Anne Boleyn: A King's Obsession (Six Tudor Queens #2) by Alison Weir: A Book Review

Anne Boleyn: A King’s Obsession
Author: Alison Weir
Genre: Historical Fiction
Publisher: Ballantine Books
Release Date: May 16, 2017
Pages: 561
Source: Netgalley/Publisher in exchange for an honest review.
 Synopsis: In this second novel of Alison Weir’s epic Six Tudor Queens series, the acclaimed author and historian weaves exciting new research into the story of Anne Boleyn, Henry VIII’s most infamous wife, a woman ahead of her time whose very life—and death—forever changed a nation.

     Born into a noble English family, Anne is barely a teenager when she is sent from her family’s Hever Castle to serve at the royal court of the Netherlands. This strategic move on the part of her opportunistic father also becomes a chance for the girl to grow and discover herself. There, and later in France, Anne thrives, preferring to absorb the works of progressive writers rather than participate in courtly flirtations. She also begins to understand the inequalities and indignities suffered by her gender.

     Anne isn’t completely inured to the longings of the heart, but her powerful family has ambitious plans for her future that override any wishes of her own. When the King of England himself, Henry VIII, asks Anne to be his mistress, she spurns his advances—reminding him that he is a married man who has already conducted an affair with her sister, Mary. Anne’s rejection only intensifies Henry’s pursuit, but in the absence of a male heir—and given an aging Queen Katherine—the opportunity to elevate and protect the Boleyn family, and to exact vengeance on her envious detractors, is too tempting for Anne to resist, even as it proves to be her undoing. 

     While history tells of how Anne Boleyn died, this compelling new novel reveals how fully she lived.

     My Review: In the second book of the Six Tudor Queens series, Alison Weir focuses on the life of Anne Boleyn. In this historical fiction novel, Anne is portrayed as a woman ahead of her time. She had grown up in the courts of Margaret of Austria and Marguerite of Valois. Therefore, she had Renaissance ideals and believed in reforming the Catholic Church. She is also a young girl who dreams of marrying for love. When she catches the eye of Henry VIII, at first she spurns his advances because he is a married man. Yet, when he decides to make her his queen, Anne reluctantly agrees, believing that by being queen, she can put her beliefs into practice. Anne eventually becomes in love with power. However, as her unpopularity grows and her tempestuous relationship with Henry continues, Anne begins to wonder if the glittering crown of England is worth it in the end.

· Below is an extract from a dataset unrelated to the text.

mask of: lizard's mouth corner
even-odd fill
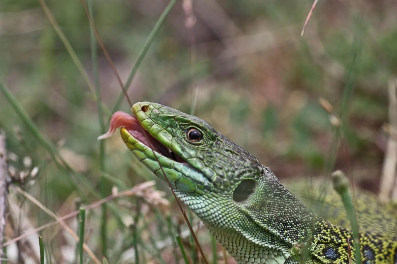
[[[182,158],[145,130],[135,117],[121,111],[118,111],[113,114],[109,131],[98,139],[103,139],[110,136],[118,127],[121,128],[120,132],[121,138],[130,150],[142,150],[143,147],[149,148],[174,161],[185,162]]]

    Anne Boleyn is a very fascinating and controversial figure. Mrs. Weir decides to tell the story from Anne’s point of view. We follow Anne from when she first joins the court of Margaret of Austria to her execution. We see what led to her decision in supplanting Katherine to become queen. Anne definitely has her flaws. She is temperamental, power-hungry, controlling, and vengeful. She wants to destroy those who have hurt her. However, there are moments of Anne’s vulnerability when she questions her ruthless actions. At first, she is reluctant to hurt Katherine because of the kindness she bestowed on her. In, the end, she is remorseful at the trouble and pain that she caused Katherine’s daughter Mary. Thus, Anne is a deeply complex character.

   Overall, Anne Boleyn: A King’s Obsession is an in-depth psyche about Anne Boleyn’s motivations and her actions. While Anne Boleyn was a deeply complex character, the rest of the cast were flat. This may have been because the story was told from her point of view. Even though this was a long novel, the story was very fast-paced. Therefore, some of the scenes were rushed, and it left me a bit disappointed because I would have loved for Mrs. Weir to have spent more time developing the characters. Still, this is by far the best novel I have read on Anne Boleyn, and I will definitely be re-reading it. This is because despite its flaws, I thought the story was beautifully written. It seemed as if I was in Tudor England and walking alongside Anne until the moment when her head is chopped off. Thus, while I did like Katherine of Aragon: The True Queen, Anne Boleyn: A King’s Obsession has surpassed it. I can’t wait to read Alison Weir’s next novel in the Six Tudor Queens about Jane Seymour!